On March 27, the UK announced another round of sanctions against a Myanmar company and two individuals who supply the Myanmar regime with military equipment and other restricted goods and technology through their businesses.

Those targeted in the latest UK sanctions are Shoon Energy Pte Ltd and its director and shareholder Khin Phyu Win, and Tun Min Latt, who is the director of Star Sapphire Trading Company, which was previously sanctioned by the UK.

The statement by the UK’s Foreign, Commonwealth, and Development Office said that Shoon Energy Pte is profiting from the supply of aviation fuel to Myanmar’s air force. On the other hand, Tun Min Latt’s Star Sapphire Trading supplied the regime with military equipment.

The businessman and his company along with his spouse Win Min Soe were also included in the US government’s sanctions announced on March 24. The moves by the UK and the US came six months after Tun Min Latt’s arrest in Thailand on charges of narcotics trafficking and money laundering.

The US Department of Treasury said in a statement that the individuals helped enable the Myanmar regime’s atrocities against civilians. The others targeted in the latest US sanctions were Asia Sun Group, Asia Sun Trading, and Cargo Link Petroleum Logistics, which the US government described as the three Myanmar-based companies that have helped the junta acquire jet fuel.

Pro-democracy activists have long called for efforts to deny the regime access to jet fuel as a means of limiting its ability to carry out indiscriminate airstrikes that have resulted in heavy civilian casualties.

Refugees

Myanmar’s junta has announced plans to accept 1,500 ethnic Rohingya refugees from Bangladesh as part of a controversial repatriation project that could be launched as early as next month, according to pro-junta media reports.

The program, which aims to bring the refugees to 15 newly constructed villages in Rakhine State, comes more than five years after hundreds of thousands of Rohingyas fled to neighbouring Bangladesh to escape military “clearance operations” widely described as part of a genocidal campaign.

A Rohingya family arrives for a meeting with the Myanmar officials in Teknaf on March 15, 2023. – Myanmar officials were meeting with Rohingya refugees on March 15 in what Bangladeshi authorities said was the revival of a long-stalled effort to return the persecuted minority to their homeland. (Photo by AFP) (Photo by -/AFP via Getty Images)

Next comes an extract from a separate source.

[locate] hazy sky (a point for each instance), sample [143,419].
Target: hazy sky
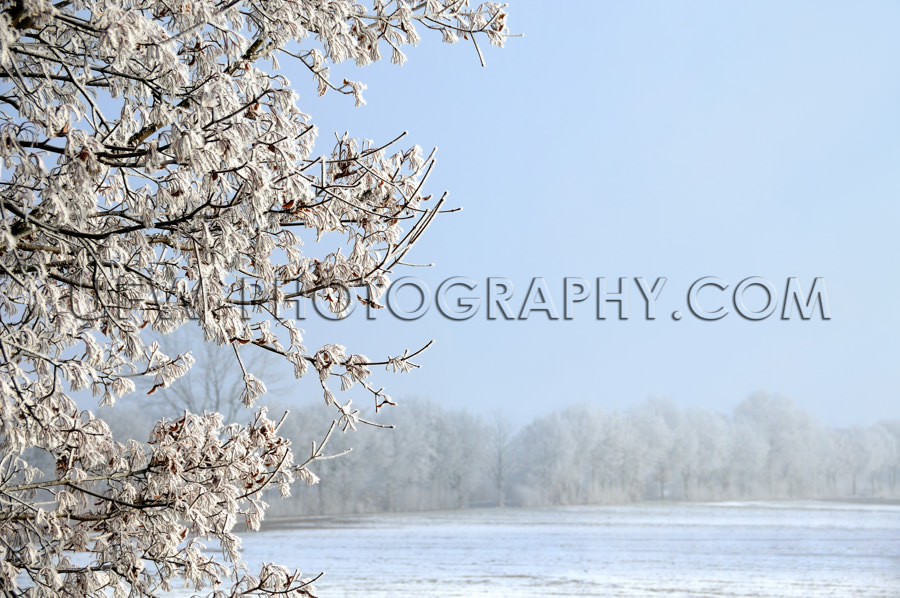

Asked about concerns for the safety of refugees who have agreed to take part in the project, junta spokesperson Maj-Gen Zaw Min Tun claimed in an interview with international news outlet Al Jazeera that the regime “guarantees their security.”

Earlier this month, it was revealed that the United Nations refugee agency UNHCR had facilitated a trip by regime officials to refugee camps in Bangladesh, despite the agency’s own position that the situation in Myanmar remains too unsafe for the return of refugees.